〈二人だけの宝物〉-9
「やっぱりオカシいですッ!私ッ…私、何も盗んでないのにぃ!」
がさついた指が逃走を図りたくて堪らない太股を撫でると、花恋は声を裏返して尻を振り、二人の行動に反抗を示した。
きちんと謝罪したら許す。の言葉とは、全く関係のない行動なのだから、花恋の言動は当然である。
『君の万引き行為は、しっかりカメラに映ってましたが?それに許すか許さないかは私達が決める……さっき言いましたよね?もしかして君は記憶力も無いのかね?』
「こんなコトして許すとかってッ!?ぜッ…絶対こんなのオカシい……やあぁぁあッ!!」
『オカシいのは君の方ですよ。
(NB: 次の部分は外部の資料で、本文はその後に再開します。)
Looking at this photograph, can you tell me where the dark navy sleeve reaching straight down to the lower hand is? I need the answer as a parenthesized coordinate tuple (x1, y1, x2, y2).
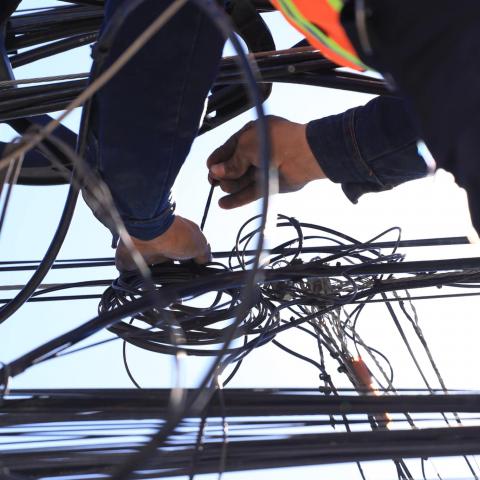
(90, 0, 224, 240)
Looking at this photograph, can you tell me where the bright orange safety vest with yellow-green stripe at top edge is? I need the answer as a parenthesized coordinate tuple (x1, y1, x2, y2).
(270, 0, 366, 70)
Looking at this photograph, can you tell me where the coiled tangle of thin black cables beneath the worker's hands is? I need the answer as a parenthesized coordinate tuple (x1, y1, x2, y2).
(99, 215, 403, 361)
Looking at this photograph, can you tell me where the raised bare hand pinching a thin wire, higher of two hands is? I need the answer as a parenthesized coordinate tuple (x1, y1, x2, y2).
(207, 116, 326, 209)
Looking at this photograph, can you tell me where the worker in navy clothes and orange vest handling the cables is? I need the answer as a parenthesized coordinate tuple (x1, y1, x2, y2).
(83, 0, 480, 270)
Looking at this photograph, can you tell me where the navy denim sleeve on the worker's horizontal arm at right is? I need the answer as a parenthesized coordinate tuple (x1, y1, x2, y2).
(307, 97, 428, 203)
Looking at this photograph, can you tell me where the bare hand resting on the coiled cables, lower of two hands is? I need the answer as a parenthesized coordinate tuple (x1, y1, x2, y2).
(115, 215, 211, 272)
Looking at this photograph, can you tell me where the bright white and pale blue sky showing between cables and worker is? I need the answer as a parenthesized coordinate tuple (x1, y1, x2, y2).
(0, 0, 480, 479)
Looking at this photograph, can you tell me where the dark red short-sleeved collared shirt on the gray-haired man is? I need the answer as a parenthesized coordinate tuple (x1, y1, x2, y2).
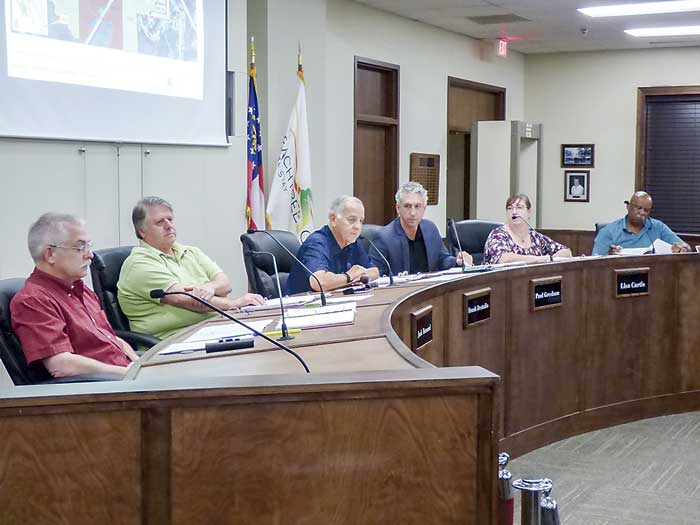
(10, 268, 131, 366)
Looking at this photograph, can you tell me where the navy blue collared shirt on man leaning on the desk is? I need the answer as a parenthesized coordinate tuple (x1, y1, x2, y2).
(287, 225, 375, 294)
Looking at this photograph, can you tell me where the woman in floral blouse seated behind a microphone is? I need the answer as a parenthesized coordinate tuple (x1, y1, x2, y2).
(484, 193, 571, 264)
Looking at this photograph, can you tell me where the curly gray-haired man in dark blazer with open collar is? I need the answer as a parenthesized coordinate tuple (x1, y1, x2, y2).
(370, 182, 472, 275)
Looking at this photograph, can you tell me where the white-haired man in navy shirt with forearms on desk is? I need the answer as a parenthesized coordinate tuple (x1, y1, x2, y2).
(287, 195, 379, 294)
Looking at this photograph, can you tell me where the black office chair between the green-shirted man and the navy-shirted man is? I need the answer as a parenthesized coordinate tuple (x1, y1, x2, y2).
(241, 230, 301, 299)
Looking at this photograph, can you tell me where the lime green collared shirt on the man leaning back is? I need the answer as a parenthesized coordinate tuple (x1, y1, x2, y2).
(117, 241, 221, 339)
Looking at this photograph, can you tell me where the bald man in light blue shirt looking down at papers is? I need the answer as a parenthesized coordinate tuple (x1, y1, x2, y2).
(593, 191, 690, 255)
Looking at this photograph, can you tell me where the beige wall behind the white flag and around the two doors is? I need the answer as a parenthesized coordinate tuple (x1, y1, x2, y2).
(248, 0, 524, 233)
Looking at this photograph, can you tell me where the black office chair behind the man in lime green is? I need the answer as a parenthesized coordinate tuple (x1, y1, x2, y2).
(90, 246, 160, 348)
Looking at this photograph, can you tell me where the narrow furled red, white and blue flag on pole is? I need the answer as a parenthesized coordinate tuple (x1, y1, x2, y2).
(245, 64, 267, 230)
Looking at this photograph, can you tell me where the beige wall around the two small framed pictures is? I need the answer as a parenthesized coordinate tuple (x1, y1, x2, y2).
(525, 47, 700, 230)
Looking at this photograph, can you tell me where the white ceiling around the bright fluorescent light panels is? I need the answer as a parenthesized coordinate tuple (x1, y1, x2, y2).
(356, 0, 700, 53)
万引き犯のクセに他人を批判ですか?偉そうに……ふざけるにも程があるんだからね!』
熊のような大きな掌が尻肉をむんずと握り、もう一つの“それなり”な掌は、ジリジリと狭められていく太股を押さえては広げていく。
花恋の下半身は不条理な詰りと脅迫に包まれながら、ガッチリと抱え込まれてしまった……。
『ムフフフ…プリップリなお尻をしておるねえ?それにこの青いパンティ……私の大好物ですよぉ……ん〜、堪らん』
「あ…青…い……?」
『このフリフリの多さも“好い”ですよね?クヒヒッ…テニスのアンスコみたいだ……』
裕太が買い与えた下着が、この店長の好みの色柄だと知った花恋は、この二人の背後に裕太と裕樹の姿を見た……。
最初から自分を《売る》つもりで、この店に一人で入らせた。
その見返りが金か物かは知らないが、あのミニバンの中であれやこれやと想像し、笑っているのだけは直ぐに頭に浮かんできた……。
『スゥ〜…ハァ〜!スゥ〜…ハァ〜……ムッフッフ!イヤラしい牝の臭いをさせおって……樋口君も嗅いでみるか?』
『頂きます店長。クンクン……ヒヒヒッ!?マンカスが穴の中で発酵してるのかな?ちょっと酸っぱい臭いが混じってますねえ』
英明とのデートを控えている午前に、まさか見ず知らずの男達の慰み者にさせられるとは思わなかった。
もしかしたらデートには行かせて貰えず、このままこの二階の事務所で夜まで姦されるのでは…?
そんな事態が頭を過り、とたんに花恋は泣き叫んでしまった……。
「こん…こんなの嫌よぉッ!!わ、私ッ…ホントはこんなんじゃないのにぃッ!!」
意識は一週間前の《今日》に戻っていた。
何故、盗まれた下着を探そうとしてしまったのか?
何故、裕太の部屋に入り、ノートパソコンの中を覗いてしまったのか?
あんな事をしなければ、その後のレイプも無かったし、身体を奪われる脅迫も無かったはずだ。